Citing frustration with delays in getting non-euphoric cannabis to patients, a Florida Senate panel Thursday pushed forward a revised attempt to create a regulatory framework for the pot industry but did not include changes sought by black farmers who complain they would be shut out of the industry.
The bill, approved by the Senate Rules Committee and headed to the Senate floor, would quadruple the number of state-approved businesses that could participate from five to 20.
The Florida Department of Health would choose by lottery two licensees in each of five regions to grow, process and distribute cannabis that reportedly does not get users high but is believed to dramatically reduce or eliminate life-threatening seizures in children with rare forms of epilepsy. Ten other "dispensing organizations" would also receive licenses.
Senate Regulated Industries Chairman Rob Bradley, who was instrumental in passage of a 2014 measure that legalized the non-euphoric pot for certain patients, is backing another effort this session after legal challenges delayed health officials' attempts to get the medical marijuana industry off the ground.
In addition to increasing the number of "dispensing organizations," Bradley's bill would expand the types of patients who would be eligible for the treatment, but would leave intact the makeup of the marijuana --- a maximum of .08 percent of euphoria-inducing tetrahydrocannabinol, or THC, and at least 10 percent cannabadiol, or CBD --- currently authorized in the law. Critics say the THC levels are too low to aid patients with cancer, AIDS, Parkinson's diseases, Alzheimer's disease and other conditions included in the Senate plan (SB 7066), which also was expanded Thursday to include autism.
Bradley said he expects "a robust discussion" about the THC levels on the Senate floor when the bill comes up for a vote before the session ends May 1.

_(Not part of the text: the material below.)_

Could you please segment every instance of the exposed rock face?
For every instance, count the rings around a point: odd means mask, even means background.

The revised measure, approved Thursday by the Regulated Industries Committee in an 11-1 vote, would also prevent marketing of the pot products as candies that would appeal to children.
Senate budget chief Tom Lee, a former Senate president, objected to the current law's requirement that nurseries must have operated in Florida for at least 30 years and grow a minimum of 400,000 plants to apply for one of the dispensing-organization licenses.
Qualified growers would "have to be one of the original settlers of Florida," Lee quipped.
No black farmers meet the criteria, representatives of the Florida Black Farmers and Agriculturists Association recently told a Senate committee.
Bradley said he shared concerns about the requirements, but the committee rejected an attempt by Senate Minority Leader Arthenia Joyner, a black lawyer from Tampa, to reduce the minimum years of operation for growers to five and the minimum number of plants to 100,000.
Bradley said he wouldn't defend those guidelines because they weren't his idea. But he said he is focused on getting the low-THC products to parents of children with severe epilepsy who pushed for the bill last year. Bradley's measure would require health officials to start issuing licenses within 75 days after the bill becomes law, which would happen as soon as Gov. Rick Scott signs it.
The House does not have a companion measure, but GOP leaders in the chamber have said they are waiting to see what happens with the Senate proposal.
"I made the decision, for what it's worth, that if we go too far in messing up what we did last year and we change it too fundamentally, then it will just result in more delays," Bradley said. "What I'm trying to do is clear the deck so we can get this in the ground and in the hands of these suffering families."